Chemical resistance and toughness of fiber-reinforced ferrocement composites in H2SO4 and Na2SO4 environments: Enhancing the flexibility of structural foam concrete

Abstract

This study investigates the chemical resistance, toughness, and flexibility of fiber-reinforced ferrocement composites exposed to H2SO4 and Na2SO4 environments. Glass fiber (GF), polypropylene fiber (PPF), and polyvinyl alcohol fiber (PVAF) were incorporated to enhance durability. Metakaolin (MK) and micronized waste marble powder (WMP) were used as supplementary cementitious and filler materials, respectively, while a foaming agent was introduced to reduce unit weight.
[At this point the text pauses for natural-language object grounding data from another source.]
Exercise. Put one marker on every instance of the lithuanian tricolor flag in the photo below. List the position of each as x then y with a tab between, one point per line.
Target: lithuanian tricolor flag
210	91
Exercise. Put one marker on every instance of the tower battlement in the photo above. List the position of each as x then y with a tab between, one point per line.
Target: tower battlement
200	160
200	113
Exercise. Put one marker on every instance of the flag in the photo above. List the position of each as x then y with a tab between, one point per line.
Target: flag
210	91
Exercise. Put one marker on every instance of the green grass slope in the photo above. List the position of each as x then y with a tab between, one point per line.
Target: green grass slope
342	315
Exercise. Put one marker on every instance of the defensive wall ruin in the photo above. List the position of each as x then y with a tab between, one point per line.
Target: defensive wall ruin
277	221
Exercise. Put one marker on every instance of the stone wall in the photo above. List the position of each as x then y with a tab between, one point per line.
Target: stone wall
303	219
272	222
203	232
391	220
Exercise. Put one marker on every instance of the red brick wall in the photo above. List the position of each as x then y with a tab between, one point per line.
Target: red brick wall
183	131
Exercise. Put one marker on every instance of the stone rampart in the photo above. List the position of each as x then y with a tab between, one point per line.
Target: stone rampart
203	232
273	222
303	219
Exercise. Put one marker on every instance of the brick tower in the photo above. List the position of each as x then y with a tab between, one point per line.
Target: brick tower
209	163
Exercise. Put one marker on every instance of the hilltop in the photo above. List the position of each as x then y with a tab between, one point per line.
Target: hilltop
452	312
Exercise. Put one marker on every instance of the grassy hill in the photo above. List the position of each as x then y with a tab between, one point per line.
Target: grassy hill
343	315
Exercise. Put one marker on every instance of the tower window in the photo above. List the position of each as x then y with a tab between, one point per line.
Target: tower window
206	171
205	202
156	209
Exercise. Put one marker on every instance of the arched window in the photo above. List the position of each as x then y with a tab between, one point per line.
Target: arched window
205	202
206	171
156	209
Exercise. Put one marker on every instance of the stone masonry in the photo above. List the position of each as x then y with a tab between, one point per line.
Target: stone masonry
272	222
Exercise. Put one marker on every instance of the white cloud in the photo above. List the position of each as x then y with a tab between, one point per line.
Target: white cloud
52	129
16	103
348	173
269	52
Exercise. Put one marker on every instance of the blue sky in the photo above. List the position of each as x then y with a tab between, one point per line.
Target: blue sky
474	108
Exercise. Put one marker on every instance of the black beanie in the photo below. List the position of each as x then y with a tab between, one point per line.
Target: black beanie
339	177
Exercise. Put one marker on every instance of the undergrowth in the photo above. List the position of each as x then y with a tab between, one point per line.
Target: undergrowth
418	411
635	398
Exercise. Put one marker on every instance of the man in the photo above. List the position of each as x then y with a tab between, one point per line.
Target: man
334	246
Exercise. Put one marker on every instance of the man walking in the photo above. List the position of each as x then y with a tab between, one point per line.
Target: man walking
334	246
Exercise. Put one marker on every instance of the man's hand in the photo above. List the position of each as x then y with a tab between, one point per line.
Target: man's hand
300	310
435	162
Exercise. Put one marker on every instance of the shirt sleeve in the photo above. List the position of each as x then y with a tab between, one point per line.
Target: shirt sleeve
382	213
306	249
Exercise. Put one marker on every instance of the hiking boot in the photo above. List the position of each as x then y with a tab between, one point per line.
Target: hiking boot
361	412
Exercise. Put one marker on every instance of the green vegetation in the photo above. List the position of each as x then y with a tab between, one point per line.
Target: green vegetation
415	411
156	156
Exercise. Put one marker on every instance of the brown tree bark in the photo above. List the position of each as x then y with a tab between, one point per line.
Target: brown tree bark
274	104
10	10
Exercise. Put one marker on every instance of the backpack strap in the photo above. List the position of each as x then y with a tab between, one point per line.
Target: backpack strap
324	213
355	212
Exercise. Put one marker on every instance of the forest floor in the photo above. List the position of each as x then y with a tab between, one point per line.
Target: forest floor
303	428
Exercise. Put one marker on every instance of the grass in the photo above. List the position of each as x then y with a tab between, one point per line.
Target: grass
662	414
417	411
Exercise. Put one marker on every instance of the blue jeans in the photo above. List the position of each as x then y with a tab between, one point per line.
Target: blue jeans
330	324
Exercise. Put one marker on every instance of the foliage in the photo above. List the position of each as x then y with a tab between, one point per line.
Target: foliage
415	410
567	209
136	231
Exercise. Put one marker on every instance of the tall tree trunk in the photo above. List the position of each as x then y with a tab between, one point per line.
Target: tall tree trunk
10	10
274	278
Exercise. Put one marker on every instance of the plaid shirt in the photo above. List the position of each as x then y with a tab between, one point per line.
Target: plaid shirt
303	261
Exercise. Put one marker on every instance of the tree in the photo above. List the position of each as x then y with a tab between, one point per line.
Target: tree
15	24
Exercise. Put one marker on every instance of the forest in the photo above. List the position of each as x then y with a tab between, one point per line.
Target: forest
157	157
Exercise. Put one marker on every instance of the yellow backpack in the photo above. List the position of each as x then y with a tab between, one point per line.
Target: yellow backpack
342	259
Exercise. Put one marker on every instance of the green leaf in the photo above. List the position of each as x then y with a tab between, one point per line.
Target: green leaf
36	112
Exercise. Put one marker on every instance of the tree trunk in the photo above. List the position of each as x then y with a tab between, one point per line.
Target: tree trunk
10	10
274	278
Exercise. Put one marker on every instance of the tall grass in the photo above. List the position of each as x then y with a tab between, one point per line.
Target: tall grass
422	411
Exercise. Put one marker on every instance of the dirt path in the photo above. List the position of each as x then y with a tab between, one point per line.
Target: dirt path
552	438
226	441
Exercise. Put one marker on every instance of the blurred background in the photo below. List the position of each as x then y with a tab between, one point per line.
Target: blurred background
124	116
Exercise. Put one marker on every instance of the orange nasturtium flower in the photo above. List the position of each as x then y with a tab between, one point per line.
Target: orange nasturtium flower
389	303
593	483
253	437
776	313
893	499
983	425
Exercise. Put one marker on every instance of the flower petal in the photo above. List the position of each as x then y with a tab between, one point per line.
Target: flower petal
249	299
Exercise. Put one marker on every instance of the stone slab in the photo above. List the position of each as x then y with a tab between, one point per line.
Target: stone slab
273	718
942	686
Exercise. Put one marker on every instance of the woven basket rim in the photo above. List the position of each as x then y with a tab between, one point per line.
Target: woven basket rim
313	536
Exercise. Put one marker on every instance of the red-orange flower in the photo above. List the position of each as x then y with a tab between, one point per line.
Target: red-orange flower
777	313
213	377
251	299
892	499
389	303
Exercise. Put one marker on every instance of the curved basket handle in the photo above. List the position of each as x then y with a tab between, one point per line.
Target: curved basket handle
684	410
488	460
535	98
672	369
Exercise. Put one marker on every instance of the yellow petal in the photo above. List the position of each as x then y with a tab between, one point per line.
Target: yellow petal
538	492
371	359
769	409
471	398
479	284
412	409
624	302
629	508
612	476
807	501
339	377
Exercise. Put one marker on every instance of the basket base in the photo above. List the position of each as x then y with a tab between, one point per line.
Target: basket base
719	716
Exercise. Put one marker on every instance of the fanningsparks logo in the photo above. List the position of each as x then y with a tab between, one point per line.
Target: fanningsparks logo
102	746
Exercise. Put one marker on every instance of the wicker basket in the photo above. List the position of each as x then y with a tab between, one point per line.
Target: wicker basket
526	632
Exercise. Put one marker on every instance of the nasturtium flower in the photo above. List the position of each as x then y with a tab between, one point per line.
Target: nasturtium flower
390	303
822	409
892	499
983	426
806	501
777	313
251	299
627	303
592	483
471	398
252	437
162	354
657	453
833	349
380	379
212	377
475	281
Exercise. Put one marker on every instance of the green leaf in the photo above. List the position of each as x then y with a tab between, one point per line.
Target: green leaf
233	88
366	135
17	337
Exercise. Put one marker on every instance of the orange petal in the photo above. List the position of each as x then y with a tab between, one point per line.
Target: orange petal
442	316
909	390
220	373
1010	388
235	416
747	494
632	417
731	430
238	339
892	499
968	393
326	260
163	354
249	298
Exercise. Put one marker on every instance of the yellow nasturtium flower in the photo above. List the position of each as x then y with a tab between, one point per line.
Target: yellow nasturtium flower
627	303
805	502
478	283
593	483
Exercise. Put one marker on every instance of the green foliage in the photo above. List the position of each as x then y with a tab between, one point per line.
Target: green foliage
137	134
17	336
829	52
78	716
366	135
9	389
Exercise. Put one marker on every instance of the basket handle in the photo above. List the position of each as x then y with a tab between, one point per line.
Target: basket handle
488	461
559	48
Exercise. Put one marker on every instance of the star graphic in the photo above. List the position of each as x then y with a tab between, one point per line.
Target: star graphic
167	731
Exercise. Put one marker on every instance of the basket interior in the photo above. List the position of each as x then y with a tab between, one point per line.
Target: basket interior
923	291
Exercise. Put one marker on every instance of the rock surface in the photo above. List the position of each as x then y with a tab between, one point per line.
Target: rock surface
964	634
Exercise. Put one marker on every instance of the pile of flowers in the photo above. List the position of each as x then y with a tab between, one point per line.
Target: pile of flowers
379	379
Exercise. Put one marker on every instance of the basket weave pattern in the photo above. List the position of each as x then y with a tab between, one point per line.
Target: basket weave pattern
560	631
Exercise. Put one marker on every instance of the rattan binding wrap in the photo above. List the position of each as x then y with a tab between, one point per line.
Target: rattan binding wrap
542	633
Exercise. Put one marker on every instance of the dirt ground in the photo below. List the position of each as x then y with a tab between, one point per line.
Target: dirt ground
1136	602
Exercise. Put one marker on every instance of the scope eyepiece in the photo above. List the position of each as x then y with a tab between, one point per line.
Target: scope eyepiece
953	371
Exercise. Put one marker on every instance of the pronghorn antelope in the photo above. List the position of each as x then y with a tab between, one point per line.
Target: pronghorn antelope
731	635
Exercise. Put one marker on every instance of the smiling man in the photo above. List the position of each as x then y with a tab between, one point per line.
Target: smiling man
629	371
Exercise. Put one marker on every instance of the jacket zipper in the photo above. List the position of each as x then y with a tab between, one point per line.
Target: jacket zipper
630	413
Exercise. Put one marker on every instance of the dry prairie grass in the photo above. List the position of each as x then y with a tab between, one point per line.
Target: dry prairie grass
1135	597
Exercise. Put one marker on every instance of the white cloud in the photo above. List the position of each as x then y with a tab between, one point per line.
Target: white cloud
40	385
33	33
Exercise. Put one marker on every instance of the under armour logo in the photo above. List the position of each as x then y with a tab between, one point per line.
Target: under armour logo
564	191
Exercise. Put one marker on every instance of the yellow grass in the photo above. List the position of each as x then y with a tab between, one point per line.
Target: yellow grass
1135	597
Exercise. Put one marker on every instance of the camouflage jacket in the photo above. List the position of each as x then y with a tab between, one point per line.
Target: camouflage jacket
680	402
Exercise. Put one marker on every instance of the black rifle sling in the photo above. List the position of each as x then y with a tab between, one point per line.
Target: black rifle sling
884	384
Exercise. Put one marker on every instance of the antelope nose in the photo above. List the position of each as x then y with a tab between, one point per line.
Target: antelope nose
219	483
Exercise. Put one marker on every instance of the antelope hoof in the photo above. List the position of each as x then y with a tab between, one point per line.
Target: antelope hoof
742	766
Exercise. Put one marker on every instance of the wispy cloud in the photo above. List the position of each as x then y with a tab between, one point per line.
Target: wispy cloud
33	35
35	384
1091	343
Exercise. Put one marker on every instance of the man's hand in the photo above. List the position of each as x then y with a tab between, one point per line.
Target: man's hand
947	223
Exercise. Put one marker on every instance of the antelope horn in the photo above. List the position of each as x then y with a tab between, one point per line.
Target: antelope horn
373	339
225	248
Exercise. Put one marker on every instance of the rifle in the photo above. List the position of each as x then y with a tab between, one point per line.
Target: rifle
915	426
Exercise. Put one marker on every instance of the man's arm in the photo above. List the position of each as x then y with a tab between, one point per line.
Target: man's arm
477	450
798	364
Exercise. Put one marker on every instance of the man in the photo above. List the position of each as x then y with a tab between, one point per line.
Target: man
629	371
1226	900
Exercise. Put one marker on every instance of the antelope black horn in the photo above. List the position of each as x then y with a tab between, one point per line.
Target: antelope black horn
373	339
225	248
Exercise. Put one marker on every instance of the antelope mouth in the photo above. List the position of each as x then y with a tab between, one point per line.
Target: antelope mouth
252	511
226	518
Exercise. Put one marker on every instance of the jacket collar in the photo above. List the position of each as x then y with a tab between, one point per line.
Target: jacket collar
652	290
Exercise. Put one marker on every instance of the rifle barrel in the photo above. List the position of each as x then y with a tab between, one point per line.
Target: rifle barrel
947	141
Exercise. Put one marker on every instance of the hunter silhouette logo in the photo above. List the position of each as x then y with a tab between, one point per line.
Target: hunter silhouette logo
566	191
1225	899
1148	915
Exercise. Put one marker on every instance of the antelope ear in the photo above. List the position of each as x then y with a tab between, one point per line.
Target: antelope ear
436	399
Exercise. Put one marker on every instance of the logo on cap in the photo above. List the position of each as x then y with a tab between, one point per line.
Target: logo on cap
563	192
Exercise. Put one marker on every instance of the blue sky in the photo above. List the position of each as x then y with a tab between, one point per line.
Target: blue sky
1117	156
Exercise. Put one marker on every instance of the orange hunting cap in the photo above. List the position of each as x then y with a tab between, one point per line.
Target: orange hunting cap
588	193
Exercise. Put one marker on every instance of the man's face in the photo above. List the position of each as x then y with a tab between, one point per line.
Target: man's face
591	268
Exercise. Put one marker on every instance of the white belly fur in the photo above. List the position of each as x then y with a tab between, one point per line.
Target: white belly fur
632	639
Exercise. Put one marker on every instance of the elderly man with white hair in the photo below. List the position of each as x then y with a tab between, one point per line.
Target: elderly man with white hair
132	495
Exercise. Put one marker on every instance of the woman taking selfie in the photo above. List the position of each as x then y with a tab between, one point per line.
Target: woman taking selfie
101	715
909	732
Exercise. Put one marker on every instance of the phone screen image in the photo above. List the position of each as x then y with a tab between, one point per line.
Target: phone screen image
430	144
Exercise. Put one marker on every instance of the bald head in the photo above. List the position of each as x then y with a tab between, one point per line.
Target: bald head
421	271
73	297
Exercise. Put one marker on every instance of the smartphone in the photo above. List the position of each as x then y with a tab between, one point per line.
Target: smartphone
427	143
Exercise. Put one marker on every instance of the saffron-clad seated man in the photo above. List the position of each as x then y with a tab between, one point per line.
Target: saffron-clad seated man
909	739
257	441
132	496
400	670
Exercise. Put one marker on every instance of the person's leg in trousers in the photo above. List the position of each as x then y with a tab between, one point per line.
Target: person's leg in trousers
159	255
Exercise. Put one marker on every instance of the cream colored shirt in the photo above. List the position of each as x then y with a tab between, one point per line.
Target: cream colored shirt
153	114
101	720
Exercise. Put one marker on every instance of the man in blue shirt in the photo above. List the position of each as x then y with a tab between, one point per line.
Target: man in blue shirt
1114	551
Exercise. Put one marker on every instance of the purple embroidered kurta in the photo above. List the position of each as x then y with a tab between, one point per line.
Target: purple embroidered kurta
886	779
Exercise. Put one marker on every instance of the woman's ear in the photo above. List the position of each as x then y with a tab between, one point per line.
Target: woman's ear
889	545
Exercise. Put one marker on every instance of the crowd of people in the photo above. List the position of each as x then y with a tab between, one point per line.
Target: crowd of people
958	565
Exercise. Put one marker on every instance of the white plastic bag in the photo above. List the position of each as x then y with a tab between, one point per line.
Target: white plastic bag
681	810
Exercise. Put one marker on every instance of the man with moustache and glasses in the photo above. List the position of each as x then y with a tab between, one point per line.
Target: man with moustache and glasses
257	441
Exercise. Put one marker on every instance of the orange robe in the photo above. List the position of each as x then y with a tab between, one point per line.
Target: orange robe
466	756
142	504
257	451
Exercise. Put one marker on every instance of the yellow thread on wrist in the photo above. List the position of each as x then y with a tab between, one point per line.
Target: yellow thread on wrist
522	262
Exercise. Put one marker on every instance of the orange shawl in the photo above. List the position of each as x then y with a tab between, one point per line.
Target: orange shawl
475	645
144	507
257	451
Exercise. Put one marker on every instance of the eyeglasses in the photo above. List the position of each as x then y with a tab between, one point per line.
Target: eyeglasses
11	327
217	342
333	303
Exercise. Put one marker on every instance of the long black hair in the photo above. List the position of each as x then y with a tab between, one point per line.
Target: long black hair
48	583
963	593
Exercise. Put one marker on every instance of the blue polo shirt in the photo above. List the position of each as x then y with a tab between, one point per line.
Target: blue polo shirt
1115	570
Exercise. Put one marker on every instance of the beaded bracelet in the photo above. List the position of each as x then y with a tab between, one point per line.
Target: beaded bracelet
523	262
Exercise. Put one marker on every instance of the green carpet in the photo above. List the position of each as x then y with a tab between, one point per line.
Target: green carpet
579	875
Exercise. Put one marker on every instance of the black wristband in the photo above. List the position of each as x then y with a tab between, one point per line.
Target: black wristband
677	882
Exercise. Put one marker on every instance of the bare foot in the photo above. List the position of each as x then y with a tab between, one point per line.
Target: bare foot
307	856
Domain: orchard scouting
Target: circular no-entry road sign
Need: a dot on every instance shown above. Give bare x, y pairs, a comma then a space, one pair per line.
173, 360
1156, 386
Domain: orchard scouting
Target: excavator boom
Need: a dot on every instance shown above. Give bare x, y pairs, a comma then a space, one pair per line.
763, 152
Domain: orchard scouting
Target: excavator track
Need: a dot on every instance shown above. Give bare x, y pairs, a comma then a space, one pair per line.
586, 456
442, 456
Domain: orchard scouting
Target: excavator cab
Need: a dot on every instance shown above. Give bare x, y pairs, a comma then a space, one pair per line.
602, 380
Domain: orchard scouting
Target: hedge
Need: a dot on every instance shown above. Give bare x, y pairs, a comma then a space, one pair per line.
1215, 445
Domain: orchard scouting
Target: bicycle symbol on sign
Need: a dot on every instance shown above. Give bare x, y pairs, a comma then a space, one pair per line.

PVAF-reinforced composites demonstrated superior performance in all tested conditions. The lowest water absorption (5.1 %) and highest compressive strength (58.4 MPa at 28 days and 62.7 MPa at 91 days) were observed in PVAF composites. Under Na2SO4 exposure, PVAF composites retained 85 % of their compressive strength with only 2.6 % mass loss, while under H2SO4 exposure, 76 % strength retention and 5.1 % mass loss were recorded. Structural efficiency and flexural toughness were also maximized in PVAF composites. SEM analysis confirmed a denser, more compact microstructure with reduced porosity in fiber reinforced samples, further validating their improved durability. These findings suggest that PVAF-reinforced ferrocement composites are a viable alternative for structural applications in chemically aggressive environments, offering improved mechanical performance and chemical resistance while reducing material weight.